The use of machine translation without adjusting to the topic (or with an intentionally incorrect setting) is the subject of numerous jokes on the Internet . Of the oldest and most popular examples of such jokes, the most famous text is the translation of documentation for the mouse driver , known as “Mouse Covers,” declared as “translation of computer documentation by the Poliglossum machine translation system based on medical, commercial and legal dictionaries” [comm. 1] . Of the short ones, the phrase " Our cat gave birth to three kittens - two whites and one black ", which the online translator PROMT (version 7.0, 2007 ) turned into "Our cat gave birth to three kittens - two white and one African American ." [6] If the “African American” could still be made “black” by writing “ black kitten ”, then the “cat” could not change sex: for example, a female cat was translated as “female cat”.

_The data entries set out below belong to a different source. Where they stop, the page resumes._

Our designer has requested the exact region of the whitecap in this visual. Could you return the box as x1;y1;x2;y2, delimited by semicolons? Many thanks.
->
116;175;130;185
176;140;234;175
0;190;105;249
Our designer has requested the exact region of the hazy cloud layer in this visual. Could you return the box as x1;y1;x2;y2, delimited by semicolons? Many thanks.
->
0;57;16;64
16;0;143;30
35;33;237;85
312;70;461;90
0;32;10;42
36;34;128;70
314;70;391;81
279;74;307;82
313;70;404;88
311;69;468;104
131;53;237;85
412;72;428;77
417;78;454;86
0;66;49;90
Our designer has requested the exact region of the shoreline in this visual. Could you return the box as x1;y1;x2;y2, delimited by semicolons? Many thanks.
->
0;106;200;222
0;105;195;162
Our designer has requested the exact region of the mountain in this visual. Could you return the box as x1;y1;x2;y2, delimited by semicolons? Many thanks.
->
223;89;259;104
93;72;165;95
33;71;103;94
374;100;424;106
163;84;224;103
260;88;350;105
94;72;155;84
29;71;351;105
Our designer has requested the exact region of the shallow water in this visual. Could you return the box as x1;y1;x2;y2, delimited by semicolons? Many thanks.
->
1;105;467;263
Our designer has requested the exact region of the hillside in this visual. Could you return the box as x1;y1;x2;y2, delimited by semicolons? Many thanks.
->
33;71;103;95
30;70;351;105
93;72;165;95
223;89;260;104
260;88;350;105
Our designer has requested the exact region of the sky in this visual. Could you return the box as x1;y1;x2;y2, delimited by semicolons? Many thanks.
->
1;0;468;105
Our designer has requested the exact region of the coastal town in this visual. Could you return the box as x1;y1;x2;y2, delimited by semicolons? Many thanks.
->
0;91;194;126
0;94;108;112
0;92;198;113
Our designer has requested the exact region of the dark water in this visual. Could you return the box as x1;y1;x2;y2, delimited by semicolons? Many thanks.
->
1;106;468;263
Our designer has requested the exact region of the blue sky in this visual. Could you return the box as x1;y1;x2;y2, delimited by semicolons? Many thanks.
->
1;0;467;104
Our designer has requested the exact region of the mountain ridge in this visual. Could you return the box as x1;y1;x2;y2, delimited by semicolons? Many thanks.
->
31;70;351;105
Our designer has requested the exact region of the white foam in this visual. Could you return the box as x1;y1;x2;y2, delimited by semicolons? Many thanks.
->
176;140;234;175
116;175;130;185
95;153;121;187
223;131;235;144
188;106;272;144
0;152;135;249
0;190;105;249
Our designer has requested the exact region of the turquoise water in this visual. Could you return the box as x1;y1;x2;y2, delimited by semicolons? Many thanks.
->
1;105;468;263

Most often, such jokes are associated with the fact that the program does not recognize the context of the phrase and translates the terms verbatim, moreover, without distinguishing proper names from ordinary words. The same PROMT translator turned “Leo Tolstoy” into “Lion Thick” (“fat lion”), “ bra-ket notation ” into “note by Bra Keti”, “ Lie algebra ” into “Lie algebra”, “ eccentricity vector ” - in the “vector of originality”, “ Shawnee Smith ” in the “Shawnee Smith Indian”, etc. Google translator , on the contrary, often mistook the word “ rice ” for the name of the US Secretary of State .
See also
- Automated translation
- Automatic translation of spoken language
- Linguistic software
- Parsing
- Wikipedia: Online auto translators
Comments
- ↑ However, this is not so: Polyglossum ( sic ) is an electronic dictionary [4] , a program of the same class as Lingvo , unable to translate itself. At that time, it existed in versions for DOS and Windows 3.x and, inferior to Lingvo and Context in the quality of the general dictionary, had a record volume of specialized dictionaries. In addition, individual translation errors give out a fake - probably, after a machine translation, the text was edited manually: “A wonderful example of the text obtained supposedly using the biomedical dictionary as a result of the translation of the mouse driver manual is called Mouse Covers ... I don’t believe in the purity of the experiment: for sure there were some corrections made to the text by the hand of a person [5] . ”
Notes
- ↑ Machine translation: rules versus statistics
- ↑ ABBYY's New Text Translation Approach
- ↑ Summa Technologiae , 1963 (or 2nd ed. 1967), chapter 4.
- ↑ Polyglossum on the official website
- ↑ K. Knop. Socrates is my friend, but truth is more expensive (inaccessible link) // Computerra. - 1999. - No. 47 (November 23).
- ↑ Our cat gave birth to three kittens - two white and one African American
Literature
- Automatic translation / I. M. Boguslavsky // Big Russian Encyclopedia : [in 35 vols.] / Ch. ed. Yu.S. Osipov . - M .: Great Russian Encyclopedia, 2004—2017.
- O.S. Kulagina. On the current state of machine translation // Mathematical Problems of Cybernetics, vol. 3, Moscow: Nauka, 1991, pp. 5-50. Bibliography of 140 titles. ISBN 5-02-014323-5 .
- Grashchenko L.A., Klyshinsky E.S., Tumkovsky S.R., Usmanov Z.D. Conceptual model of the Russian-Tajik machine translation system // Reports of the Academy of Sciences of the Republic of Tajikistan. - 2011. - Volume 54, No. 4. - S. 279-285.
- The future of machine translation // Computerra No. 21, June 5, 2002.